Le syndicat se retrouve ainsi à devoir tenir une position acrobatique. Se montrer corporatiste d’un côté pour élargir sa base, et de l’autre chercher une alliance plus large pour transformer radicalement la société. « On a le mérite de dire la vérité aux paysans, avance Laurent Pinatel. Ce que le système vous pousse à faire, il va falloir le changer, et réorienter les politiques publiques. Mais le changement, ça fait peur à tout le monde, ça apporte le repli, qui profite à la FNSEA. » Or les élections syndicales sont très importantes. D’abord parce qu’elles permettent le financement des activités de la Conf’ (en 2007, une baisse de 7 points au scrutin avait entraîné une réorganisation interne et des licenciements). Mais également pour peser dans les négociations politiques avec le ministère.
- À Alloue, en Charente.
Lors de ce week-end, la question de l’éventuelle participation de la Confédération paysanne au mouvement social qui s’annonce contre les ordonnances sur la loi Travail a fréquemment émergé. « L’agriculture paysanne ne peut pas se réaliser dans un monde libéral », affirme Laurent Pinatel. Certains incitent la Conf’ à prendre part à l’intersyndicale, d’autres à imiter les zadistes, qui ont déclaré qu’ils apporteraient de la nourriture sur les piquets de grève. « S’il y a précarisation du monde du travail en général, le même sort continuera d’être réservé aux paysans.

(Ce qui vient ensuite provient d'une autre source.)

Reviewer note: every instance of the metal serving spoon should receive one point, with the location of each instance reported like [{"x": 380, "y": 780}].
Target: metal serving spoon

Notre syndicat prône la régulation par la volonté collective, or c’est cela même qui est en train d’être “désinstitué” dans le monde économique et social. Si cela continue, on peut abandonner l’idée que ce soit fait dans notre domaine », plaide Emmanuel Aze.
Cette question n’a pas encore été tranchée ni même abordée au sein des instances. Mais beaucoup ont peur qu’une éventuelle participation desserve leur présence syndicale parmi les paysans. « Ce n’est pas simple de porter un projet de transformation sociale et ensuite de retourner parler aux paysans, qui n’ont pas forcément cette approche globale », avance Cécile Muret, paysanne et responsable de la commission sociale au secrétariat national. D’autant que la campagne pour les élections professionnelles va bientôt commencer. Le congrès de Muzillac, en avril dernier, a plutôt décidé d’insister sur la question d’« un revenu pour tous les paysans », alors que 50 % des paysans gagnent moins de 350 € par mois, selon la MSA, la sécurité sociale agricole. « Nous demandons d’abord l’interdiction des ventes en dessous des coûts de revient, explique Cécile Muret. Cette campagne correspond à une revendication historique : mutualiser la valeur ajoutée, partager le travail. »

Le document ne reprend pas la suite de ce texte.